Because the specification merely states “use an expert system”, in
the absence of any detail the claims at issue are drawn to a patent-ineligible
abstract idea, satisfying step one of the two-step test.
Applying the second step, their Honours were of the view that the
claims at issue fail step two, because nothing in the claims – considered as
individual elements or an ordered combination – disclose an inventive concept
sufficient to transform the abstract idea of testing operators of any kind of
moving equipment for any kind of physical or mental impairment into a
patent-eligible application of that idea.

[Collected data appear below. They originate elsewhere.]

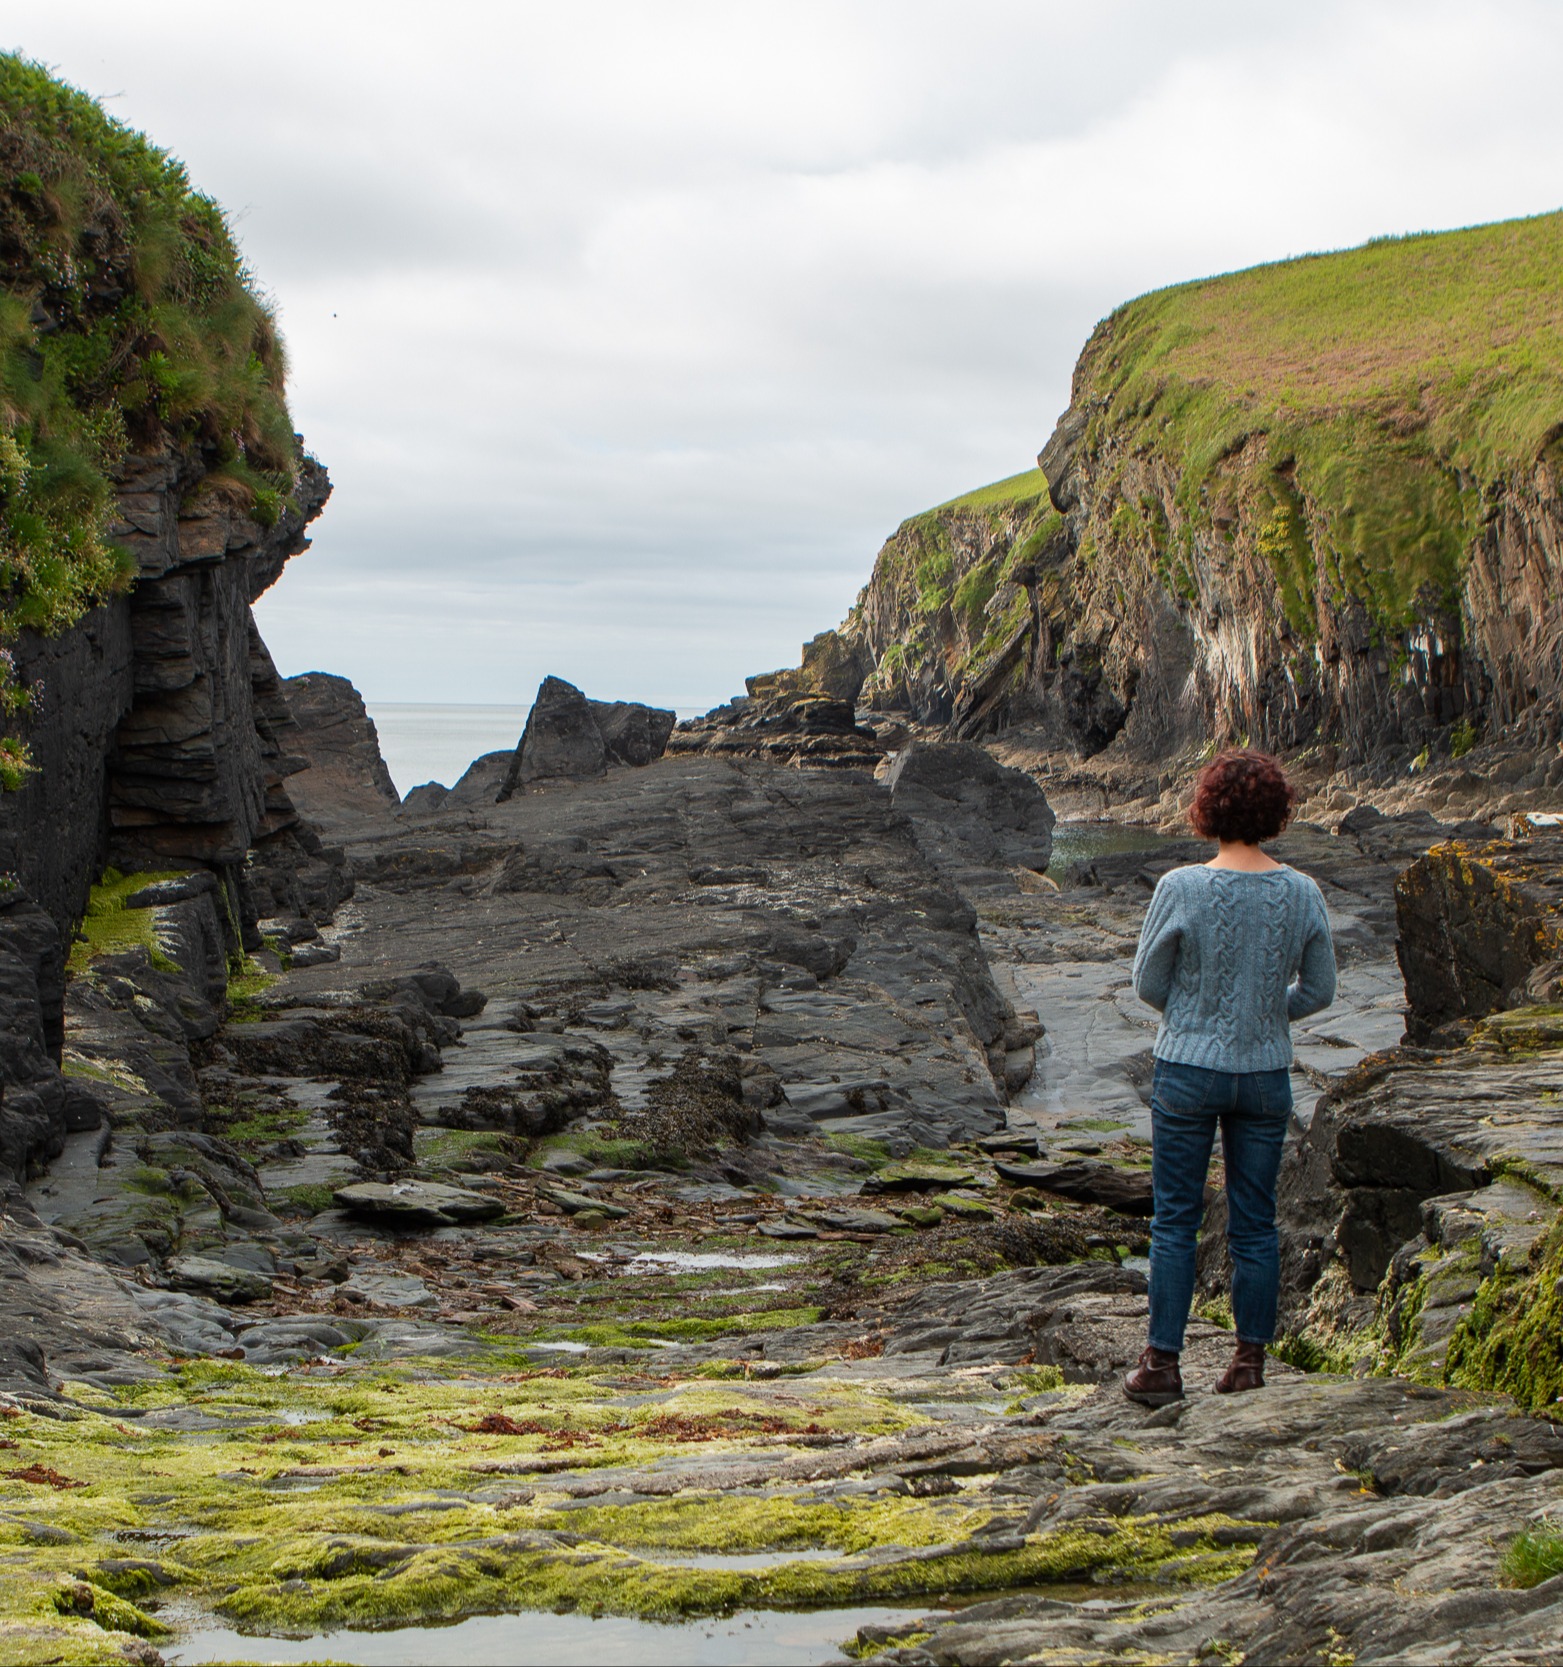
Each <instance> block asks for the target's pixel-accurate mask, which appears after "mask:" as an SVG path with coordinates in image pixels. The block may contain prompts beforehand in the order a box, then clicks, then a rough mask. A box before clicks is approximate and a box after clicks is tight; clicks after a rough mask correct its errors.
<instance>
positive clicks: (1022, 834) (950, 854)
mask: <svg viewBox="0 0 1563 1667" xmlns="http://www.w3.org/2000/svg"><path fill="white" fill-rule="evenodd" d="M886 780H888V785H890V797H891V802H893V803H895V807H896V810H903V812H905V813H906V815H908V817H911V825H913V828H915V830H916V837H918V844H920V845H923V849H925V850H928V854H930V855H933V857H936V859H940V860H943V862H948V864H953V865H956V867H1003V869H1015V867H1020V869H1036V870H1041V869H1046V865H1048V862H1050V860H1051V855H1053V822H1055V817H1053V810H1051V807H1050V805H1048V800H1046V795H1045V793H1043V792H1041V788H1040V787H1038V785H1036V782H1035V780H1033V778H1031V777H1030V775H1026V773H1025V770H1011V768H1008V767H1006V765H1001V763H998V762H996V760H995V758H993V757H991V755H990V753H986V752H985V750H983V748H981V747H973V745H971V743H970V742H936V743H931V745H928V743H923V742H913V743H910V745H908V747H905V748H903V750H901V752H900V753H898V755H896V760H895V763H893V765H891V767H890V775H888V778H886Z"/></svg>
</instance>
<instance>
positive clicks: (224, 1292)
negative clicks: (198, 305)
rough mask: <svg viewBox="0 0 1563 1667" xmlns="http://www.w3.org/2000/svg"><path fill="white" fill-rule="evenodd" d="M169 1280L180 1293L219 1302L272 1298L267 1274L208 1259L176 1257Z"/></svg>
mask: <svg viewBox="0 0 1563 1667" xmlns="http://www.w3.org/2000/svg"><path fill="white" fill-rule="evenodd" d="M168 1279H170V1280H172V1282H173V1285H175V1289H177V1290H197V1292H200V1294H202V1295H210V1297H217V1300H218V1302H263V1300H265V1299H267V1297H270V1295H272V1280H270V1279H267V1275H265V1274H263V1272H260V1270H257V1269H248V1267H233V1265H232V1264H228V1262H218V1260H215V1259H213V1257H205V1255H177V1257H173V1260H172V1262H170V1264H168Z"/></svg>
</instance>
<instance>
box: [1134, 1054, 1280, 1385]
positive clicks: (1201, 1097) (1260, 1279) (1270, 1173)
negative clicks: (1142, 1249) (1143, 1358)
mask: <svg viewBox="0 0 1563 1667" xmlns="http://www.w3.org/2000/svg"><path fill="white" fill-rule="evenodd" d="M1290 1112H1291V1074H1290V1072H1286V1070H1250V1072H1230V1070H1205V1069H1203V1067H1200V1065H1175V1064H1171V1062H1168V1060H1160V1059H1158V1060H1156V1074H1155V1080H1153V1084H1151V1099H1150V1114H1151V1187H1153V1190H1155V1217H1153V1220H1151V1242H1150V1342H1151V1347H1155V1349H1166V1350H1170V1352H1171V1354H1180V1352H1181V1349H1183V1327H1185V1325H1186V1324H1188V1307H1190V1304H1191V1302H1193V1294H1195V1247H1196V1244H1198V1237H1200V1219H1201V1217H1203V1214H1205V1174H1206V1170H1208V1169H1210V1149H1211V1145H1213V1144H1215V1137H1216V1125H1218V1124H1220V1127H1221V1154H1223V1157H1225V1160H1226V1249H1228V1252H1230V1254H1231V1317H1233V1322H1235V1325H1236V1334H1238V1339H1240V1340H1241V1342H1245V1344H1268V1342H1270V1340H1271V1339H1273V1337H1275V1305H1276V1297H1278V1292H1280V1282H1281V1260H1280V1249H1278V1245H1276V1237H1275V1177H1276V1172H1278V1170H1280V1167H1281V1142H1283V1140H1285V1139H1286V1119H1288V1114H1290Z"/></svg>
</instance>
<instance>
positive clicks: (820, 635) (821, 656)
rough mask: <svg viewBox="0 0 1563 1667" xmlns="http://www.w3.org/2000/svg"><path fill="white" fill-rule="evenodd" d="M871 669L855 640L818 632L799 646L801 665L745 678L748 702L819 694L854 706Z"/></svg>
mask: <svg viewBox="0 0 1563 1667" xmlns="http://www.w3.org/2000/svg"><path fill="white" fill-rule="evenodd" d="M871 670H873V653H871V652H870V650H868V645H866V643H863V642H861V640H858V638H856V637H850V635H843V633H841V632H835V630H821V632H820V635H818V637H813V638H811V640H810V642H806V643H803V663H801V665H798V667H793V668H788V670H785V672H765V673H762V675H760V677H745V680H743V687H745V688H747V690H748V695H750V698H752V700H785V698H788V697H796V695H823V697H825V698H826V700H841V702H845V703H846V705H856V698H858V693H860V692H861V688H863V683H865V682H866V678H868V673H870V672H871Z"/></svg>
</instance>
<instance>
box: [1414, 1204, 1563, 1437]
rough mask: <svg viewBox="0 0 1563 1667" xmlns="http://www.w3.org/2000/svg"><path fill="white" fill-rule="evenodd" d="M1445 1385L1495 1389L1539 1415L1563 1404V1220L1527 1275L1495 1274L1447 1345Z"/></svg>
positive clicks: (1463, 1315)
mask: <svg viewBox="0 0 1563 1667" xmlns="http://www.w3.org/2000/svg"><path fill="white" fill-rule="evenodd" d="M1443 1375H1445V1382H1446V1384H1455V1385H1458V1387H1461V1389H1496V1390H1503V1392H1505V1394H1510V1395H1513V1397H1515V1400H1516V1402H1520V1405H1521V1407H1526V1409H1528V1410H1531V1412H1541V1410H1546V1409H1551V1407H1556V1405H1558V1402H1560V1400H1563V1220H1558V1222H1555V1224H1553V1227H1551V1230H1550V1232H1548V1234H1546V1237H1545V1239H1543V1240H1540V1242H1538V1245H1535V1247H1533V1250H1531V1270H1530V1272H1528V1274H1516V1272H1508V1270H1505V1269H1498V1270H1496V1272H1495V1274H1491V1275H1490V1277H1488V1279H1485V1280H1483V1282H1481V1285H1478V1289H1476V1295H1475V1299H1473V1300H1471V1305H1470V1312H1468V1314H1465V1315H1463V1317H1461V1320H1460V1324H1458V1325H1456V1327H1455V1334H1453V1335H1451V1337H1450V1347H1448V1354H1446V1357H1445V1374H1443Z"/></svg>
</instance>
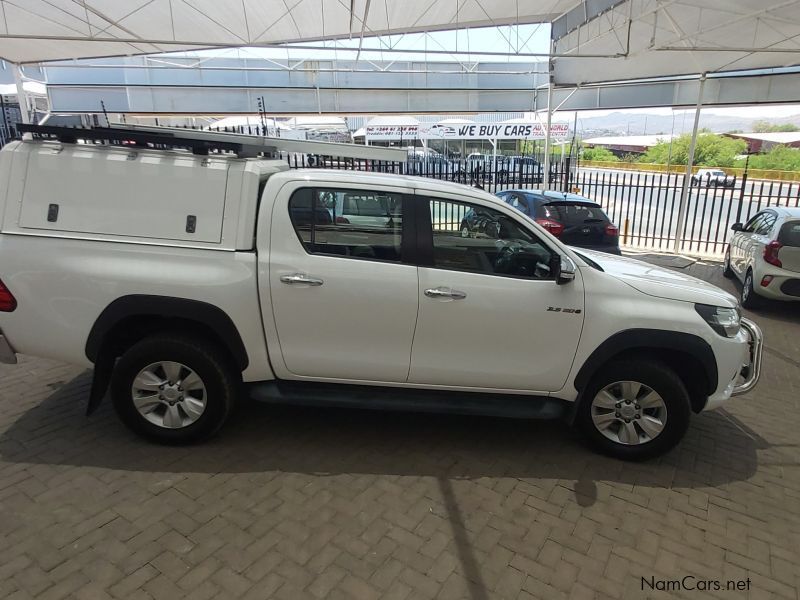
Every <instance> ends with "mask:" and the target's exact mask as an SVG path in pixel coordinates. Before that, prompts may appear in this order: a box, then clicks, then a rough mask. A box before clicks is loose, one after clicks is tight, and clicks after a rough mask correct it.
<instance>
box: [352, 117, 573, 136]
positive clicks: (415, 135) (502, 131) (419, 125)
mask: <svg viewBox="0 0 800 600" xmlns="http://www.w3.org/2000/svg"><path fill="white" fill-rule="evenodd" d="M545 131H546V127H545V126H544V125H542V124H541V123H538V122H534V121H532V122H529V123H464V124H452V125H450V124H444V123H437V124H433V125H427V124H422V125H380V126H375V127H367V138H369V139H370V140H399V139H404V140H412V139H415V138H416V139H426V140H445V139H446V140H486V139H489V140H507V139H512V140H543V139H544V138H545ZM567 136H569V125H568V124H567V123H553V124H552V125H551V126H550V137H554V138H566V137H567Z"/></svg>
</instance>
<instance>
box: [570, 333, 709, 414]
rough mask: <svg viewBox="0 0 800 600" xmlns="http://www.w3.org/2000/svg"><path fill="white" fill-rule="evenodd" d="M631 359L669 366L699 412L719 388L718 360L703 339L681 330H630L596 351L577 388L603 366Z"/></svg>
mask: <svg viewBox="0 0 800 600" xmlns="http://www.w3.org/2000/svg"><path fill="white" fill-rule="evenodd" d="M628 357H630V358H638V359H641V358H643V357H646V358H651V359H654V360H657V361H659V362H662V363H665V364H666V365H667V366H669V367H670V368H671V369H672V370H673V371H675V373H676V374H677V375H678V377H680V379H681V380H682V381H683V383H684V385H685V386H686V389H687V391H688V392H689V397H690V400H691V404H692V410H693V411H694V412H696V413H697V412H700V411H702V410H703V408H704V407H705V405H706V401H707V400H708V396H710V395H711V394H713V393H714V392H715V391H716V388H717V386H718V382H719V373H718V370H717V360H716V357H715V356H714V351H713V350H712V349H711V346H710V345H709V344H708V342H706V341H705V340H704V339H703V338H701V337H699V336H697V335H693V334H690V333H685V332H680V331H666V330H661V329H628V330H625V331H621V332H619V333H616V334H614V335H613V336H611V337H610V338H608V339H607V340H606V341H604V342H603V343H602V344H600V345H599V346H598V347H597V348H595V350H594V351H593V352H592V353H591V354H590V355H589V357H588V358H587V359H586V361H584V363H583V365H582V366H581V368H580V370H579V371H578V374H577V375H576V376H575V381H574V385H575V389H576V390H577V391H578V392H579V393H582V392H583V390H584V389H585V388H586V386H587V385H588V384H589V382H590V381H591V380H592V378H593V377H594V376H595V374H596V373H598V372H599V370H600V369H602V367H603V366H604V365H606V364H608V363H609V362H611V361H614V360H624V359H626V358H628ZM580 400H581V399H580V398H579V401H580Z"/></svg>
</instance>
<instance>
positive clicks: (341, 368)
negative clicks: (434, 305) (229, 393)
mask: <svg viewBox="0 0 800 600" xmlns="http://www.w3.org/2000/svg"><path fill="white" fill-rule="evenodd" d="M409 193H410V190H407V189H403V188H399V187H382V188H380V189H377V188H374V187H368V186H359V185H351V186H346V185H343V184H340V183H331V184H321V183H320V184H314V185H308V182H302V181H299V182H292V183H290V184H286V185H285V186H284V188H283V189H282V190H281V191H280V192H279V194H278V196H277V198H276V202H275V204H274V206H273V207H272V219H271V224H270V225H269V231H270V239H269V252H265V251H261V249H260V252H259V259H260V260H262V262H261V271H262V272H263V273H264V276H263V277H260V280H261V281H266V280H267V278H266V274H267V272H268V274H269V277H268V281H269V289H262V290H261V295H262V306H264V308H265V311H264V319H265V325H266V320H267V319H268V317H269V316H270V315H271V316H272V317H273V319H274V321H273V323H274V333H275V335H276V336H277V339H278V346H279V348H280V355H278V356H276V355H275V354H274V351H273V347H272V346H274V345H271V347H270V358H271V360H272V363H273V367H274V369H275V372H276V374H277V375H278V377H280V378H282V379H302V378H313V379H323V380H338V381H342V380H344V381H365V382H404V381H405V380H406V379H407V377H408V369H409V364H410V355H411V341H412V338H413V335H414V327H415V325H416V319H417V305H418V303H417V287H418V285H417V283H418V279H417V268H416V266H414V265H412V264H408V263H407V258H408V256H409V254H408V253H409V252H413V246H409V242H408V241H407V240H408V239H409V235H410V234H409V232H408V228H409V227H410V225H409V224H408V222H407V220H406V219H404V215H405V214H406V211H407V210H408V206H409V204H408V198H409V196H408V194H409ZM346 197H347V198H348V199H350V200H352V199H354V198H357V199H359V201H360V202H361V203H362V206H367V205H368V206H370V207H372V208H374V207H375V206H376V205H379V206H383V205H385V206H387V207H390V209H389V210H388V212H387V214H384V215H376V214H371V215H364V217H365V219H364V220H363V221H359V222H358V223H354V222H351V221H350V220H349V217H344V219H341V218H337V217H340V216H342V215H337V214H335V213H334V212H333V210H332V209H331V208H330V207H331V206H342V207H343V206H344V205H345V202H344V200H345V198H346ZM376 210H377V209H376ZM332 213H333V214H332ZM354 220H355V219H354ZM262 257H263V258H262ZM268 333H271V332H270V331H268Z"/></svg>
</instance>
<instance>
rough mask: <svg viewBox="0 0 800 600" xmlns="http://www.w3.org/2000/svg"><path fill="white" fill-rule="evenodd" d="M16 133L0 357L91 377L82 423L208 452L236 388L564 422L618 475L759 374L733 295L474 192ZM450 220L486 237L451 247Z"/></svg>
mask: <svg viewBox="0 0 800 600" xmlns="http://www.w3.org/2000/svg"><path fill="white" fill-rule="evenodd" d="M26 131H27V132H28V133H27V134H26V137H27V138H30V139H23V140H20V141H15V142H12V143H10V144H8V145H6V146H5V147H4V148H3V150H2V152H0V360H2V361H3V362H7V363H9V362H10V363H13V362H15V361H16V355H17V353H21V354H26V355H33V356H40V357H47V358H51V359H56V360H60V361H65V362H69V363H74V364H77V365H84V366H86V367H87V368H93V369H94V379H93V385H92V389H91V393H90V397H89V398H87V405H88V411H89V412H91V411H93V410H94V409H95V408H96V407H97V405H98V404H99V403H100V402H101V400H102V399H103V398H104V397H105V396H110V399H111V401H112V402H113V405H114V408H115V409H116V412H117V413H118V414H119V417H120V418H121V419H122V421H123V422H124V423H125V425H127V426H128V427H129V428H130V429H132V430H133V431H134V432H136V433H138V434H140V435H142V436H144V437H146V438H148V439H150V440H155V441H158V442H162V443H189V442H197V441H200V440H203V439H205V438H208V437H209V436H211V435H214V434H215V433H217V432H218V430H219V429H220V428H221V427H222V425H223V424H224V423H225V421H226V419H227V418H228V416H229V414H230V412H231V410H232V409H233V407H234V404H235V402H236V399H237V397H241V396H243V395H245V394H249V395H250V396H251V397H253V398H256V399H258V400H263V401H267V402H280V403H303V404H311V405H329V406H330V405H334V406H352V407H360V408H378V409H405V410H413V411H440V412H442V411H444V412H454V413H466V414H476V415H490V416H503V417H524V418H562V419H566V420H568V421H569V422H570V423H572V424H574V425H575V426H577V427H578V428H579V429H580V430H581V431H582V432H583V435H584V436H585V439H586V440H588V442H590V444H591V445H592V446H594V447H595V448H596V449H598V450H600V451H602V452H605V453H608V454H611V455H613V456H615V457H619V458H622V459H634V460H635V459H644V458H648V457H653V456H656V455H658V454H661V453H663V452H665V451H667V450H669V449H670V448H672V447H673V446H674V445H675V444H676V443H678V442H679V440H680V439H681V438H682V436H683V435H684V433H685V432H686V430H687V427H688V426H689V421H690V418H691V416H692V414H695V413H700V412H702V411H706V410H711V409H715V408H717V407H719V406H721V405H722V404H723V403H724V402H725V401H726V400H728V399H729V398H730V397H731V396H732V395H734V394H742V393H745V392H747V391H749V390H751V389H752V388H753V386H754V385H755V384H756V382H757V380H758V376H759V370H760V361H761V347H762V336H761V332H760V330H759V328H758V327H757V326H756V325H755V324H754V323H752V322H750V321H748V320H747V319H743V318H742V317H741V315H740V311H739V306H738V304H737V301H736V299H735V298H734V297H733V296H731V295H730V294H728V293H726V292H724V291H722V290H720V289H718V288H717V287H714V286H713V285H710V284H708V283H706V282H703V281H700V280H697V279H693V278H691V277H688V276H686V275H683V274H681V273H677V272H674V271H669V270H665V269H661V268H658V267H655V266H652V265H649V264H645V263H642V262H638V261H636V260H631V259H628V258H623V257H619V256H611V255H608V254H600V253H596V252H591V251H588V250H578V249H574V248H571V247H568V246H565V245H564V244H563V243H561V242H560V241H559V240H558V239H557V238H555V237H553V236H552V235H550V233H548V231H547V230H546V229H544V228H543V227H542V226H540V225H539V224H537V223H536V222H535V221H534V220H533V219H531V218H530V217H528V216H526V215H524V214H523V213H521V212H520V211H517V210H515V209H514V208H512V207H511V206H509V205H507V204H505V203H503V202H502V201H500V200H499V199H497V198H496V197H494V196H492V195H490V194H489V193H487V192H484V191H481V190H479V189H475V188H471V187H467V186H463V185H458V184H454V183H447V182H439V181H435V180H431V179H425V178H420V177H412V176H402V175H397V174H391V173H389V174H386V173H378V172H366V171H365V172H357V171H352V170H347V171H337V170H332V169H329V170H324V169H323V170H319V169H317V170H314V169H295V170H291V169H289V165H288V164H287V162H286V161H285V160H281V159H279V158H271V157H270V156H271V155H270V153H269V152H266V151H264V152H254V151H253V148H254V147H255V148H256V150H258V148H259V144H261V145H262V146H263V145H265V144H267V141H265V140H264V139H263V138H250V137H248V136H237V135H232V134H210V133H203V132H183V131H182V130H171V129H164V130H163V131H159V130H156V129H155V128H152V129H132V128H131V129H125V130H118V129H116V128H111V129H108V128H105V129H104V128H100V129H86V130H71V129H64V130H61V128H55V127H50V128H48V127H46V126H29V127H28V128H26ZM275 143H276V144H277V142H275ZM332 146H336V145H332ZM348 151H349V150H348V147H346V146H345V147H343V148H342V147H332V148H331V149H330V150H327V151H326V154H329V155H334V154H335V153H336V152H342V153H343V154H344V153H346V152H348ZM362 152H377V150H373V149H371V148H366V149H362ZM470 211H472V213H475V214H481V215H484V216H485V217H486V218H487V219H490V220H491V221H492V222H493V223H496V224H497V226H496V227H493V228H491V230H490V229H489V228H487V229H485V230H483V231H482V232H481V233H480V234H478V235H475V236H469V237H463V236H462V235H461V233H460V230H459V226H460V224H461V221H462V219H463V218H464V215H466V214H467V213H468V212H470ZM535 443H536V440H535V439H531V444H535Z"/></svg>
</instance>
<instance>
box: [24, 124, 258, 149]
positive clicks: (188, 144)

The patentee argued that the methods are embedded in specialised
modules as opposed to generic computers, however their Honours rejected any
notion that this confers patent-eligibility, noting that firstly the
specification did not explain how they are different. Their Honours were of the view the this
argument was the pre-Alice Machine-or-transformation test that post Alice was
not longer sufficient to confer patentability. Merely stating that the methods
at issue are performed on already existing vehicle equipment, without more,
does not save the disputed claims from abstraction.
Their Honours where of the opinion that the claims merely state the
abstract idea of testing an equipment operator for impairments using an
unspecified “expert system” running on equipment that already exists in various
vehicles. This is not sufficient to pass
the two-step test.
The honours understood the problem addressed by the invention as
broadly drafted to cover testing a vehicle operator for impairments, similar to
a police officer field-testing a driver for sobriety, and was not “necessarily
rooted in computer technology in order to overcome a problem specifically
arising in the realm of computer networks”, (DDR Holdings 773 F.3d at
11257). Bald assertions regarding the
advantages of expert systems made at such a high level of generality and not
tied to any claim language do not provide an “inventive concept” sufficient to
save these claims from patent-ineligibility.